If you’re looking for ways to help out your neighbor in these tough economic times, consider following the advice of a South Carolina preacher, modified by a Tucson blogger of middling talent: Eat Goody’s Fried Fish…and then have Carvel ice cream for dessert.
My last My Tucson column for the hardcopy Tucson Citizen was about Carvel’s only ice cream store. Carvel, an ice cream institution in the New York metro area, might soon disappear from its only outpost in the Old Pueblo, on Silverbell and Speedway. During my last visit, the owner sadly said that poor sales might force her to sell the business.
That reminded me of advice I received a long time ago, late one evening in South Carolina, about the importance of seeking out and patronizing local entrepreneurs.
My last duty station in the Army was Savannah. Occasionally I drove to North Carolina for meetings at Fort Bragg, headquarters of the XVIII Airborne Corps.

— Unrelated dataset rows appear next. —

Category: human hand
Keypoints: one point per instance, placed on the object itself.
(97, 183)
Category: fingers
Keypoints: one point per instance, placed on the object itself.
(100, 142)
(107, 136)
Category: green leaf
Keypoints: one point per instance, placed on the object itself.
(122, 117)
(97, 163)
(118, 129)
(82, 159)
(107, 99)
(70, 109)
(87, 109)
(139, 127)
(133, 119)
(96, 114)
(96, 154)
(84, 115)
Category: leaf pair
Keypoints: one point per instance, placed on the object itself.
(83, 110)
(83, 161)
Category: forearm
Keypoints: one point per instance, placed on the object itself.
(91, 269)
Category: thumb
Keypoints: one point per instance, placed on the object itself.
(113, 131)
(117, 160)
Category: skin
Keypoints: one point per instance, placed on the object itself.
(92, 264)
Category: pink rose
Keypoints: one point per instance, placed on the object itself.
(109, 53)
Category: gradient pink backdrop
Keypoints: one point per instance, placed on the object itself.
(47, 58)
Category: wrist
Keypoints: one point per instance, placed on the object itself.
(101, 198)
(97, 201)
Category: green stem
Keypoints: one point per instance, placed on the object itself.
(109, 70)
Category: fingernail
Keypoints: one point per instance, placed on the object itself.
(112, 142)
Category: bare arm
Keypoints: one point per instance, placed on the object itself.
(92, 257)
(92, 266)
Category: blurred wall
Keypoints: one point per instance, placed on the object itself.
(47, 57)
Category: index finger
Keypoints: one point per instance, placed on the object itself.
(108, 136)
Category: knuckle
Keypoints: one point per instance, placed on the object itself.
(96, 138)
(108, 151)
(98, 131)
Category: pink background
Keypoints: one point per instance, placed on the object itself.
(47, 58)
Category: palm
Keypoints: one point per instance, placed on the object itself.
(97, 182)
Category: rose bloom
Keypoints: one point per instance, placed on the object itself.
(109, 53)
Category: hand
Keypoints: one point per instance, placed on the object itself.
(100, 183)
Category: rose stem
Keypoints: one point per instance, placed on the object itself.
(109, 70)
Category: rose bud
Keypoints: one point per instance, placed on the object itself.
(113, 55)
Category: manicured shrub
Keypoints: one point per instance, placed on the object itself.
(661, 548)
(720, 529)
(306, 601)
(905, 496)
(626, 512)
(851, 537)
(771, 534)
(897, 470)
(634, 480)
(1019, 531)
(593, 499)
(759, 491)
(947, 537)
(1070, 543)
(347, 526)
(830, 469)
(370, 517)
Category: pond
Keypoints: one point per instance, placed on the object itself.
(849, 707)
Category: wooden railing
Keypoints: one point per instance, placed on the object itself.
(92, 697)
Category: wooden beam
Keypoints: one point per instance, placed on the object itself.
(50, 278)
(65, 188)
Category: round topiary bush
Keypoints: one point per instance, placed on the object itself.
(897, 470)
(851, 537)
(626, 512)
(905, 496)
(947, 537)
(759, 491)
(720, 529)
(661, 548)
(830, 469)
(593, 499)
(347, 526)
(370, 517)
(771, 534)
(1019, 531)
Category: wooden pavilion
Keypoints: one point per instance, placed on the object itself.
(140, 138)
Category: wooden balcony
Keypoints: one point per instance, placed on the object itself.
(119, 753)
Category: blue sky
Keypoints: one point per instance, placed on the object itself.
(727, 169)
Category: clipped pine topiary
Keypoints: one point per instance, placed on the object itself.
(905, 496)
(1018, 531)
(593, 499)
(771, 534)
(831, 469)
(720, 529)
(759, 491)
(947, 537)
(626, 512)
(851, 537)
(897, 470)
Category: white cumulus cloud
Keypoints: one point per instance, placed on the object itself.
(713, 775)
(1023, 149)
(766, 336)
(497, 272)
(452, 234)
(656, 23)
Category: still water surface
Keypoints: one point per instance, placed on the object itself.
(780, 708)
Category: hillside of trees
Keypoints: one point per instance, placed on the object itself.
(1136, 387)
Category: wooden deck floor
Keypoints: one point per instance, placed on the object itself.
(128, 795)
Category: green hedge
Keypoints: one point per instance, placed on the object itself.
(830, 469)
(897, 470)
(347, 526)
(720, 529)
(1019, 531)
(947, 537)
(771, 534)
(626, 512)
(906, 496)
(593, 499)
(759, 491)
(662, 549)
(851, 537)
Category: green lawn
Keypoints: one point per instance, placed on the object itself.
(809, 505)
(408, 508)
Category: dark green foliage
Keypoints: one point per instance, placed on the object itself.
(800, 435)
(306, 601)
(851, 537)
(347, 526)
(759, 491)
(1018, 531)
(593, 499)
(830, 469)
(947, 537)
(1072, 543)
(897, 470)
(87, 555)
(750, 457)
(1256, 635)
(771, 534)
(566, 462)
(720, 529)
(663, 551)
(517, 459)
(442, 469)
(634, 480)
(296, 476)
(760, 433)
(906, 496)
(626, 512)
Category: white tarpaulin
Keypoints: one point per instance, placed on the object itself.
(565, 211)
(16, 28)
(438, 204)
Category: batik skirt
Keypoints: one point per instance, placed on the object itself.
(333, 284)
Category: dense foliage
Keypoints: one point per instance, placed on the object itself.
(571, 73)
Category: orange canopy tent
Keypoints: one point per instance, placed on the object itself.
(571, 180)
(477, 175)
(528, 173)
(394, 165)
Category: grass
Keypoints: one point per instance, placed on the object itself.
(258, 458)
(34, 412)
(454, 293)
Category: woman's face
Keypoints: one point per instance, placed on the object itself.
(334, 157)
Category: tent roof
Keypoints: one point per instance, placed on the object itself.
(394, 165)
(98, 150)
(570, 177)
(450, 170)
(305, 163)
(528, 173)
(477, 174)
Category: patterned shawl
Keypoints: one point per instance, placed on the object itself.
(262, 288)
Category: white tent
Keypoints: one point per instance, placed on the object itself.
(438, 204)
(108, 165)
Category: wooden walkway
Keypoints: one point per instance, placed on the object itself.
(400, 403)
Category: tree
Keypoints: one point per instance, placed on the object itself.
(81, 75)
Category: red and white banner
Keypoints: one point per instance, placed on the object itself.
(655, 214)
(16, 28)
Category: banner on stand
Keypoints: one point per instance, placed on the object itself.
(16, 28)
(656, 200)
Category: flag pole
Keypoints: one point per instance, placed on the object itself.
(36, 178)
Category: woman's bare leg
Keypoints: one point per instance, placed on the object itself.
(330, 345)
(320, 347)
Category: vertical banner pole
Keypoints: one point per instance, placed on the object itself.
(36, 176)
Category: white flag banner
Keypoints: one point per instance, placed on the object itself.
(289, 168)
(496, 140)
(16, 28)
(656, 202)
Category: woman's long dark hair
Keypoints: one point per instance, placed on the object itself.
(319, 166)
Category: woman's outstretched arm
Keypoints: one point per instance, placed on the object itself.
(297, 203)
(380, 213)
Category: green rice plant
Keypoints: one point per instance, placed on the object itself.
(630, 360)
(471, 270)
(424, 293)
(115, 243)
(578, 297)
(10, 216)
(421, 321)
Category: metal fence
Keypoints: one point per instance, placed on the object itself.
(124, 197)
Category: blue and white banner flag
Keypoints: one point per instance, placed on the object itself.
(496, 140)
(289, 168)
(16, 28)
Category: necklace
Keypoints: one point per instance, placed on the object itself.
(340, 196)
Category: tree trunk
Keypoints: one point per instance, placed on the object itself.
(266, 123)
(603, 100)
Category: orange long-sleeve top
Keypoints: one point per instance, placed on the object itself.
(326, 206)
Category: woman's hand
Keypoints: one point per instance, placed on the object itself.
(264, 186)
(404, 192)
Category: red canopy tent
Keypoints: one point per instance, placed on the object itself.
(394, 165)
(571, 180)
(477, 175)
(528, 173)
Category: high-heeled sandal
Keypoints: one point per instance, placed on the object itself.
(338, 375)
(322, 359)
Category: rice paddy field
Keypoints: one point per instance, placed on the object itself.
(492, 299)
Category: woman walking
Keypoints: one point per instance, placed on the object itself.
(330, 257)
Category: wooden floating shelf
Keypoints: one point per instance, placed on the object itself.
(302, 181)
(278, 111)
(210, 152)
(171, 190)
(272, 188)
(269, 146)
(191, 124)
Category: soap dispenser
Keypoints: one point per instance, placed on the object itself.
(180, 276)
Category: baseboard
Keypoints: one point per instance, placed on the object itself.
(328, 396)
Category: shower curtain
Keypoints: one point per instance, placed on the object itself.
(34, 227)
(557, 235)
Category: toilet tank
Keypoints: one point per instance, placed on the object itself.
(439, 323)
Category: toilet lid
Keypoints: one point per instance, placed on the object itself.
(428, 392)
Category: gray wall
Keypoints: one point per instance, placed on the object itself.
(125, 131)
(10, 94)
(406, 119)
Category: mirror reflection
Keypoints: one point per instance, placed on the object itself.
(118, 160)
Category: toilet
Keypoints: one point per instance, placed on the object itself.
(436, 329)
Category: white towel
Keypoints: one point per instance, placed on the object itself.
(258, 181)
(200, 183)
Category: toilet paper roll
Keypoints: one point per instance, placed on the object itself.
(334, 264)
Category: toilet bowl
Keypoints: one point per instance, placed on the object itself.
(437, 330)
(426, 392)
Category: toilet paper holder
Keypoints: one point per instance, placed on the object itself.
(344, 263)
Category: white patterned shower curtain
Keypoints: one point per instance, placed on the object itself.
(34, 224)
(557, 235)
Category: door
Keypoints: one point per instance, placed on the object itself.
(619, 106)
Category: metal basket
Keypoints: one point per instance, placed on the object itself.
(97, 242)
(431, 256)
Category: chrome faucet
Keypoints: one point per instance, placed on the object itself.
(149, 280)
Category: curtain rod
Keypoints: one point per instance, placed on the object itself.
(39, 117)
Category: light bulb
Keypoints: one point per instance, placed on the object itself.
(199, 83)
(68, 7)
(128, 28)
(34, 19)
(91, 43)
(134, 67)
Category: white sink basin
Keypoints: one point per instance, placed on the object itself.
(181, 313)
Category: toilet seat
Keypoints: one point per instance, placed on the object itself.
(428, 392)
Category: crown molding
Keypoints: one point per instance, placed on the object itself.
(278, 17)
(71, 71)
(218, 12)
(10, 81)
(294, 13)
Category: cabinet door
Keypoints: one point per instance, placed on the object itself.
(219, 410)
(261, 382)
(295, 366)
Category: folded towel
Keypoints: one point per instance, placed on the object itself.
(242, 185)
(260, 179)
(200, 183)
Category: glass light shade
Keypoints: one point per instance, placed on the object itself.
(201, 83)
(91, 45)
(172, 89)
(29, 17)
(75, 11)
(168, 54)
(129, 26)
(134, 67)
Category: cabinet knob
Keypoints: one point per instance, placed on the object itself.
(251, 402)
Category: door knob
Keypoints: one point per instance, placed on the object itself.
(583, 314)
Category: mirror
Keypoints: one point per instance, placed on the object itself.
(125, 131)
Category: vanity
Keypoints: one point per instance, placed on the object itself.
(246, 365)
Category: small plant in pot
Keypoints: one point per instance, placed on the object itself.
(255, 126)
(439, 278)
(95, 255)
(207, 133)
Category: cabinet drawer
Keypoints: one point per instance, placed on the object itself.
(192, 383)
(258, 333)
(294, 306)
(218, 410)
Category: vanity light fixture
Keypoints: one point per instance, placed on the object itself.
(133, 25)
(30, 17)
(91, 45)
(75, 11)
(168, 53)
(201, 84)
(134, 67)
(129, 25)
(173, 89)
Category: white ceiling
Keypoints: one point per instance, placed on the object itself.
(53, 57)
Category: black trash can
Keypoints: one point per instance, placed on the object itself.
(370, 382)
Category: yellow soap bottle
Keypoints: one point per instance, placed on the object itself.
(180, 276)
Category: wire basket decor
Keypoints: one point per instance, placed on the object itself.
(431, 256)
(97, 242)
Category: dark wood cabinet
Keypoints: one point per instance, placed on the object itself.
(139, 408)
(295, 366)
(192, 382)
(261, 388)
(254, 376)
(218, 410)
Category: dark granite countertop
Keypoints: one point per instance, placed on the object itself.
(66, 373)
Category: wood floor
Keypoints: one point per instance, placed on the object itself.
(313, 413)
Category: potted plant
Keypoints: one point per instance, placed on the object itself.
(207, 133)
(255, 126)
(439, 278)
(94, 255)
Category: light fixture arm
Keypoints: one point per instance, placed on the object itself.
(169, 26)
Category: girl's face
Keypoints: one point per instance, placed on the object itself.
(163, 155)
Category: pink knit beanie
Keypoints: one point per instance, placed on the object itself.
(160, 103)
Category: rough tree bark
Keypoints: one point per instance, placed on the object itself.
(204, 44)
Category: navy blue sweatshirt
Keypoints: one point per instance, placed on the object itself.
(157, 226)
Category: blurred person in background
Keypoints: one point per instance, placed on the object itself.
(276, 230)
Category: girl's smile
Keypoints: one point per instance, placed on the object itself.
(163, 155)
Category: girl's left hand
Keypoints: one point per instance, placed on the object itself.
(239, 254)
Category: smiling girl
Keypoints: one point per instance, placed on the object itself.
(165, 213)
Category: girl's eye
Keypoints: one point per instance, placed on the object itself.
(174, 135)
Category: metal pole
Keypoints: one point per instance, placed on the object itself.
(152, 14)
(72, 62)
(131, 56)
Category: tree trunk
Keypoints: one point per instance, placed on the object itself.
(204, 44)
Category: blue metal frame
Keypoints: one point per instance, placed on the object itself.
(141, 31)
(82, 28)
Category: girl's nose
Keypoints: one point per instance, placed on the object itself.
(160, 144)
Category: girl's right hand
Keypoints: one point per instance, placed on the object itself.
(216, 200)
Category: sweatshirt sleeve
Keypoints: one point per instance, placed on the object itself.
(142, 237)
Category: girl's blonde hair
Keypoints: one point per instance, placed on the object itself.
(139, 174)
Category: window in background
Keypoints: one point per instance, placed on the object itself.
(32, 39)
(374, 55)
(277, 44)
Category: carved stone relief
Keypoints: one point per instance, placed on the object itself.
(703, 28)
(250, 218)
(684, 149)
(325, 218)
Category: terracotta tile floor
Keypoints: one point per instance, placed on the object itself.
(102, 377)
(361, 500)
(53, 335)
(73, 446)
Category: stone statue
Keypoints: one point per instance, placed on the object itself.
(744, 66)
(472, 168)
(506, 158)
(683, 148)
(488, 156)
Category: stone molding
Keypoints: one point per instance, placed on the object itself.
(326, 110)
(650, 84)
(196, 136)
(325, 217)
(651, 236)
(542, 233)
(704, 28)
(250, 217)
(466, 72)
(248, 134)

One night, as I drove down Interstate 95, through the South Carolina pines en route home to Georgia, I dialed my radio looking for something interesting. The static cleared, and I found myself listening to Palmetto State Public Radio. On the radio, a minister was giving some opinions on how to help strengthen the local economy.
His prescription: Eat at Goody’s Fried Fish.
Apparently, Goody’s Fried Fish was one of the best restaurants near his church. The minister explained that, if locals bought meals at Goody’s, “Goody” could hire more people, purchase more seafood from local fishermen, perhaps expand his business…and the whole community would benefit.
The minister reminded his audio flock that local entrepreneurs had taken big financial risks and sacrificed much of their personal time to establish and run these businesses. Those businesses added spice and life to their communities. Without them…
Imagine small South Carolina towns with no Goody’s. Or Tucson without its one Carvel, or the many, many other small restaurants, antique shops, craft stores, funky clothiers, quirky bookstores, etc…
No doubt, most of our town’s restaurants and stores with nationally-known names are actually franchises, run by hard-working Tucsonans. They’re having tough times, too.
But, in my middling mind at least, there’s something extra special about having a Goody’s down the street from your church. Or an honest-to-goodness Carvel! an hour from Mexico.
So, the next time you have some disposable cash and an urge to spend it, consider looking closely around your community.
Is there a restaurant nearby that you like having nearby? I.e., a place close enough to your home that you can have an evening out—or a tasty but quick meal—without having to drive halfway across town? A family-owned garage whose mechanics treat you more like friends than statistics? A small business whose owners impress you with their pluck and determination?
If so, consider dropping some of that cash there. Especially nowadays.
Our communities will be healthier for it.